HONG KONG (BLOOMBERG) – HSBC, which generated about half its revenue in Asia last year, is accelerating its investment in the region even as it announced its biggest overhaul with plans to cut up to 35,000 jobs over three years and shrink its investment bank in the US and Europe.
Europe’s biggest lender, created 155 years ago as a merchant bank in Hong Kong, is betting that a China slump sparked by the coronavirus will be fleeting. Even if it’s right about the impact of the virus, protests in Hong Kong remain a persistent risk in its biggest market. Complicating matters is the fact that HSBC hasn’t yet announced who will lead this push as the bank’s permanent chief.
“The coronavirus is clearly a very serious situation and it will clearly have a negative impact on the economies of China, Hong Kong and Asia generally over the next few weeks and months,” said interim chief executive officer Noel Quinn. “But we do not see that change in the long-term strategic position of Asia.”
Quinn said the bank plans to deploy resources into building the Asian wealth and retail businesses. HSBC has an affinity with China and also plans to grow in India, Singapore and Indonesia, he said.
In the short term at least, the plan faces plenty of challenges. While the bank said the Hong Kong business showed “resilience” in the fourth quarter following months of pro-democracy protests, it still expects more provisions this year.
“The scale of any slowdown is difficult to forecast at the moment,” said Alan Beaney, CEO at RC Brown Investment Management, which holds HSBC shares. “This will be rapidly reversed once the spread of the virus is under control – factories and business will quickly make up the lost production. The question is how long this is going to take.”
In the most extreme scenario, in which the virus continues in the second half of 2020, the bank could see US$600 million in additional loan losses. The impact won’t be anywhere near that in the first quarter, Chief Financial Officer Ewen Stevenson said on a conference call. Stevenson said earlier in a Bloomberg Television interview that some customers in Hong Kong are “obviously struggling” in retail and real estate, but so far the “credit matrix continues to be pretty robust.”
China is also facing trade disputes with the US and an aging population that’s pushing up labor costs. UBS Group estimates growth in China will slow to 3.8 per cent in the first quarter from a 6 per cent pace at the end of last year, improving to 5.4 per cent for 2020 if the virus is contained within three months. If the virus is more protracted, annual growth could dip below 5 per cent, UBS said.
Still, Asia still remains “a fantastic secular growth opportunity” for CFO Stevenson, who said the bank is “uniquely positioned” among international banks to take advantage of it.
Born as the Hongkong and Shanghai Banking Corp in 1865, HSBC’s latest “pivot to Asia” was initiated in 2015 by former CEO Stuart Gulliver and strengthened under ousted boss John Flint.
The region accounted for about half of the bank’s revenue in 2019 and contributed almost all of its operating profit, more than enough to offset losses in Europe. HSBC said that adjusted pretax profit in the region increased 6 per cent to US$18.6 billion last year.
“Asia is central to the group and will in the future form a larger proportion of the group’s capital resources,” regional CEO Peter Wong said in an internal memo on Tuesday, contents of which were confirmed by a Hong Kong-based spokeswoman. “Growth will be achieved by investing resources where most opportunities lie.”
Among the bank’s growth spots are the region around Hong Kong, Macau and Guangzhou, along with wholesale banking in Southeast Asia and wealth management, Wong said. HSBC also plans to increase its share of intra-regional structured trade and payment flows.

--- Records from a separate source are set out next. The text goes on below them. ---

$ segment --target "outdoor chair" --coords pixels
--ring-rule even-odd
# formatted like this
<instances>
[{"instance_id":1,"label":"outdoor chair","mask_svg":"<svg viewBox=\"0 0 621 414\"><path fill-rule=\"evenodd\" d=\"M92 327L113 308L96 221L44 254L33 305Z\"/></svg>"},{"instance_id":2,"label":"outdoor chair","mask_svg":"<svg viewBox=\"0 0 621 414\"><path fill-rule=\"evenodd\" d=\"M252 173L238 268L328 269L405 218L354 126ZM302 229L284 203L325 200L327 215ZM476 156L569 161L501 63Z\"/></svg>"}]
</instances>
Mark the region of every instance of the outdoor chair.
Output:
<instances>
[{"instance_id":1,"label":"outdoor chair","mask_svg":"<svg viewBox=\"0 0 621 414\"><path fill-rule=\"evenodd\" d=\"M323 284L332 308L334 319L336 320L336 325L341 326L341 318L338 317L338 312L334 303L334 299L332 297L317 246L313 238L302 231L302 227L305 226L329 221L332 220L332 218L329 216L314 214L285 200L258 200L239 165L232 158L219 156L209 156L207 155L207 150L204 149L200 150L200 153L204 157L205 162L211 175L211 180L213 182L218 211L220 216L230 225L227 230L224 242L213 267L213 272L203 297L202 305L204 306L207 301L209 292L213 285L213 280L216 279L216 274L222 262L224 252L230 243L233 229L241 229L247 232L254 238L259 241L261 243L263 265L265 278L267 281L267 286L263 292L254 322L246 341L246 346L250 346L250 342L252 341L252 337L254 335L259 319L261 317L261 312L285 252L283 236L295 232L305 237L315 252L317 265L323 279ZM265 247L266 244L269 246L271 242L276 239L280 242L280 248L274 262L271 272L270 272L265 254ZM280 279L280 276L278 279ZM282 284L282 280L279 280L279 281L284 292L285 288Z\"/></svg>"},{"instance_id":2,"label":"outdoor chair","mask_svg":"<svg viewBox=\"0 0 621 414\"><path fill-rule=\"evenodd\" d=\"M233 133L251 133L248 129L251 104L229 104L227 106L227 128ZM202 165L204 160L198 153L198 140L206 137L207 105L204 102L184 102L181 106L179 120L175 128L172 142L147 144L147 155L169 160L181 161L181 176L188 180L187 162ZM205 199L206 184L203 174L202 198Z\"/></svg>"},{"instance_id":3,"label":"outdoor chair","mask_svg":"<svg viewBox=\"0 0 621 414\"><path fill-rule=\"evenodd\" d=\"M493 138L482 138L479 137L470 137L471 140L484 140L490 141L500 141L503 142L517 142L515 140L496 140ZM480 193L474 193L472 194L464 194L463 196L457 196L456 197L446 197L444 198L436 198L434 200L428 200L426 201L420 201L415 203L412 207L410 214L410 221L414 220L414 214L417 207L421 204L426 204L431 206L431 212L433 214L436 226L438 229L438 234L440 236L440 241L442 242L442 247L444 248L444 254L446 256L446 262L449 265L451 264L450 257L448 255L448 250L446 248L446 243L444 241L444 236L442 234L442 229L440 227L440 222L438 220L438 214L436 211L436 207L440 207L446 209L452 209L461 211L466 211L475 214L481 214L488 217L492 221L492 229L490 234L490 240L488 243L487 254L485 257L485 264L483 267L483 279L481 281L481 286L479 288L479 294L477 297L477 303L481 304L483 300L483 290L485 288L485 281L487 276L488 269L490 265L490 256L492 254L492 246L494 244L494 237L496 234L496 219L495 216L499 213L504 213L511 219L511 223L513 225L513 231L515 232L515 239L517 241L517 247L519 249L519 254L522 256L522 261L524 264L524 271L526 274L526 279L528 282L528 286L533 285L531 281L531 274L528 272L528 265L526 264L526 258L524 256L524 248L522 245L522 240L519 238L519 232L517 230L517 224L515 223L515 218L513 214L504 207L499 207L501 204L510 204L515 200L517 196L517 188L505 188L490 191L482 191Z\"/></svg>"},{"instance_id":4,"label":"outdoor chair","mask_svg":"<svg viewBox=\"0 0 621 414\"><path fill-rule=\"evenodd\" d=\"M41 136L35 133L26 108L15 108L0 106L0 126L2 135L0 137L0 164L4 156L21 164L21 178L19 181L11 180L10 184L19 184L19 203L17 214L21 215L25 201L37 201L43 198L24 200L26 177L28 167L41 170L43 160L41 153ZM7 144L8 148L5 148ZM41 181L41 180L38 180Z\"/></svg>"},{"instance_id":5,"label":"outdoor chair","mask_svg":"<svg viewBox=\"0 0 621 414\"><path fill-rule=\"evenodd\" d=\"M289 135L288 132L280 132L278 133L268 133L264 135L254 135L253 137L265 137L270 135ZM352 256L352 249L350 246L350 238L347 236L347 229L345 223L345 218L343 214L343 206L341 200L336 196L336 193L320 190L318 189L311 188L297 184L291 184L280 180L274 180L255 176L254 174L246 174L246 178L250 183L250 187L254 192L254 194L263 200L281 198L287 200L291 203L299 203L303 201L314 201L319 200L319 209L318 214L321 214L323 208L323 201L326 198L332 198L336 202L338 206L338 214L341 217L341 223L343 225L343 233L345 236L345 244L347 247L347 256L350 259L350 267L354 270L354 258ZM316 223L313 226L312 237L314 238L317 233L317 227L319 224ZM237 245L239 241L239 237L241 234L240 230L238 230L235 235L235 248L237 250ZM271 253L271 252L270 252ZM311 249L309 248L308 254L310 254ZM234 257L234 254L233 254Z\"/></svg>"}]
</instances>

The overhaul failed to impress investors, who pushed the stock down as much as 7 per cent in London, its biggest decline in three years.
In China, HSBC has ramped up its investment across financial sectors including commercial banking, credit cards, investment banking and wealth management. The bank now employs more than 8,000 staff in about 170 outlets across China, according to its website.
“Asia contributes strongly to the group’s performance and that means we have a responsibility to deliver,” Wong said in the memo. “We must ensure the business we write meets the group’s return thresholds.”